What is the idea of the Anthropocene and how does it qualify humanist theories of freedom?
How do you reconcile the global histories of capital and the species history of humans in the Anthropocene?
How does climate change challenge our understanding of the human universal or collectivity?
Here is a step-by-step guide to using this lesson plan in the classroom/laboratory. We have suggested these steps as a possible plan of action. You may customize the lesson plan according to your preferences and requirements.
Step 1: Topic introduction and discussion
Begin your classroom session by introducing Dipesh Chakrabarty, the author of the essay ‘The Climate of History: Four Theses’, the text to be critically analyzed.
Then ask your students to read the introduction to the essay.
Discuss the questions raised by the author about the environmental history of the planet reported to date using the following points:
Why the discipline of history itself is unable to capture what is significantly different about what is called the Anthropocene
Definition of Anthropocene and how humans have become geological agents
The same faculty that allows us to picture the past also allows us to imagine the future
Now direct your students to read the essay closely.
At the end of every section, discuss the over-arching arguments presented by the author.
Step 2: Extend understanding and summarize the key points of the essay
Play the video micro-lecture, 'A Commentary on ‘The Climate of History: Four theses' by Dr Maya Dodd, FLAME University, India to focus your students’ attention on the key points/arguments presented by the author of the essay.

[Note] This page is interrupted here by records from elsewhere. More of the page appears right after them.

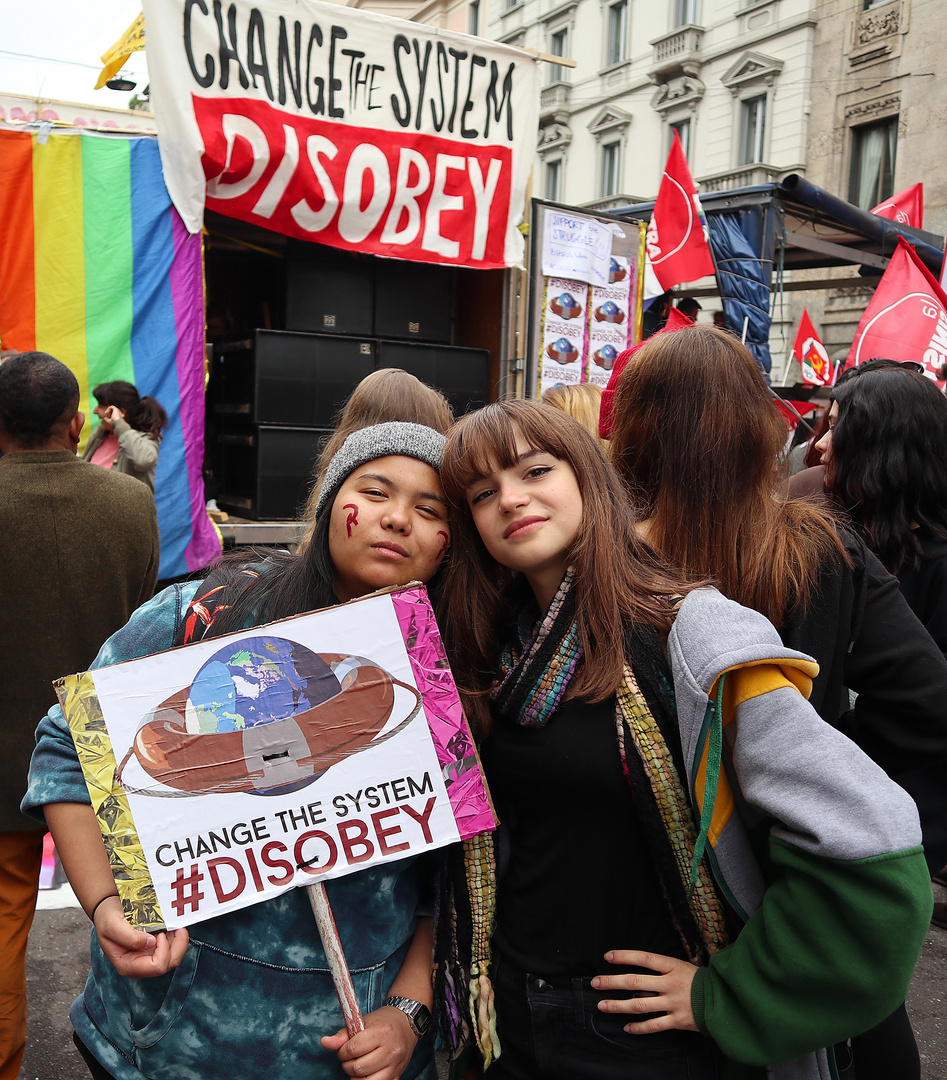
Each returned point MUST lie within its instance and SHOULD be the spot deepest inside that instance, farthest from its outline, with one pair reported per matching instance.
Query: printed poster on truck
(587, 318)
(231, 770)
(346, 127)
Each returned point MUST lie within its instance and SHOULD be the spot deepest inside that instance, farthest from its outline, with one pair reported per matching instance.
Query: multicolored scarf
(536, 671)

Pause the video micro-lecture at will to allow your students to re-visit the text and to extend their understanding of the essay through a classroom discussion using the following points:
Thesis 1 The distinction between natural and human history is a distinction that has to be dropped in this new era
The assumption was that all history was the history of human affairs but we (humans) are now a part of the environment and this collapse that separated the natural from the man-made worlds requires a unity now in order to fully understand what the Anthropocene era entails.

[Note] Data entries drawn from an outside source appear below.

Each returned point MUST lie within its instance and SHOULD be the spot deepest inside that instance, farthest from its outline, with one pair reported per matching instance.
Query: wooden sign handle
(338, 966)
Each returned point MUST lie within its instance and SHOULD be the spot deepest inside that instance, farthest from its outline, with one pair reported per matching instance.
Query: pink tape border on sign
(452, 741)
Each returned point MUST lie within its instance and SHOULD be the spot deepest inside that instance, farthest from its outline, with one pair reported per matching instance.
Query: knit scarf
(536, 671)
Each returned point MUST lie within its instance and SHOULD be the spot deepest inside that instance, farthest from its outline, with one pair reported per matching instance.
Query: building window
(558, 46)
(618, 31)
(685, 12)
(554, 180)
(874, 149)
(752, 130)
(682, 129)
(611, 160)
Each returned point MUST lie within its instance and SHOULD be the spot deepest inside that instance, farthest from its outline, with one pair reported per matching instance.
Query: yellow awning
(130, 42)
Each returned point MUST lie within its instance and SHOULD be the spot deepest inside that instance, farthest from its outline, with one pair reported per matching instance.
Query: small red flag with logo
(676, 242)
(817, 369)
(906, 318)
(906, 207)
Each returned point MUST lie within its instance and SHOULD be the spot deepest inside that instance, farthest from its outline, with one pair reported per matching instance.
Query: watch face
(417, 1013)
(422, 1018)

Thesis 2 talks about the emergence of humans as a geological force and how this “severely qualifies humanist histories of modernity/ globalization”
Has human freedom been placed under a cloud in the era of the Anthropocene?
Thesis 3 The Anthropocene requires us to put global histories of capital in conversation with the species history of humans
The argument that we must mix these two histories comes from the fact that capitalism has also always changed but this is also to be seen as a species history. In modernity and early modernity and history needs to be viewed not in this short time frame and to think in species terms changes the way in which the discipline itself functions.
In the fourth thesis we can probe the limits of historical understanding by the cross hatching of species history and capital history.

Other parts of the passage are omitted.